Salma Cheddadi

17 Mai – 12 Juil 2014
Vernissage le 17 Mai 2014
ART | VIDÉO  

A l’origine de chaque projet de l’artiste vidéaste Salma Cheddadi, il y a une rencontre. La gestuelle, l’attitude et la parole de ses modèles déterminent les bases d’une fiction. Ses recherches portent sur le désir qu’elle polarise autour de ses modèles en mettant en lumière les relations entre le filmeur et le filmé, entre le modèle et son environnement.
 
Présentée en 2010 à l’Espace Croisé dans le programme «Ideal# 12», Salma Cheddadi a depuis confirmé la singularité et l’acuité des climats qu’elle instaure de films en films.
 
L’Espace Croisé a produit son dernier film, Der See, réalisé en mars 2014. Au réveil, allongée sur son lit, Jana Jacob, son tout premier modèle qui l’a accompagnée dès ses premiers films, raconte le souvenir troublant d’un rêve.
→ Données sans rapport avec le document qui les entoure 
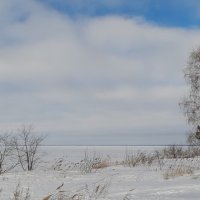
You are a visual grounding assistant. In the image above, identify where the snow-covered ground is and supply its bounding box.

Un lac plongé dans un calme suspect, des corps gisants, et l’inquiétude d’avoir perdu une amie, celle à qui elle s’adresse, se matérialise.
 
Dans l’exposition, ce film est mis en relation avec ses travaux antérieurs. Le point de départ de chaque projet est une rencontre. Ses modèles ne sont pas des acteurs: ils sont choisis pour leur attitude, leur gestuelle, leur parole, qui constitueront les bases d’une fiction. Malgré son jeune âge, l’assurance et la maîtrise de Salma Cheddadi sont saisissantes. Son objectif est de «rendre sensible ce qui compose un corps, ce qu’il raconte lorsque le modèle est libéré du jeu et de ses intentions». Pour ce faire, elle instaure une certaine proximité avec ses modèles et les dirige par des indications physiques: «penche la tête, serre les dents, regarde la caméra, appuie ton pied sur le sol.» Salma Cheddadi filme un modèle dans sa relation avec le lieu où celui-ci prend corps.
 
Dans Mangousteens on Milk, 2007, Jana Jacob et Salma Cheddadi voyagent à travers les forêts, les ports et les villes, de Chiang Mai à Singapour. A l’opposé de cette ambiance moite et humide mais non moins sensuelle, Sweet Viking (2012), est un double portrait de Jara Karlsdóttir et des paysages islandais. Il matérialise les liens entre la chanteuse et son environnement immédiat. Au cours d’un «road movie», alors que Jana était silencieuse et entrainait la caméra dans un désir charnel, Jara raconte des histoires d’elfes et d’Huldufólks (êtres cachés), de prêtres luthériens et de cérémonies païennes. En parlant de ses enfants, de leurs pères et du sien, elle formule les trois piliers de son identité: l’indépendance, la maternité et la spiritualité.
 
Rompant avec le dialogue unique avec une femme, la vidéo Chasseurs Sachant Chasser, s’intéresse aux mécanismes de groupe des relations adolescentes. Salma Cheddadi a suivi quelques mois des collégiens en Seine-Saint Denis. Elle a été frappée par la violence des gestes et des mots, le recours systématique au conflit comme forme exclusive de dialogue. Selon la tradition d’une chasse à courre, les adolescents incarnent la mise en scène de la meute et de la proie.
 
Le film Parking, 2013, réalisé avec Florent Meng, expose le dilemme de centaines de couples au Liban qui transgressent les interdits familiaux et religieux, et se rencontrent clandestinement. La scène se déroule dans une marina en friche, au nord de Beyrouth, entre une autoroute et le front de mer. Deux jeunes libanais, de confessions et de milieux sociaux différents incarnent un couple dans le cadre du film. Tels les représentants de situations inextricables, ils ont été choisis parmi d’autres pour leur parole et la justesse de leur interaction. Ces cinq films constituent les piliers de l’exposition.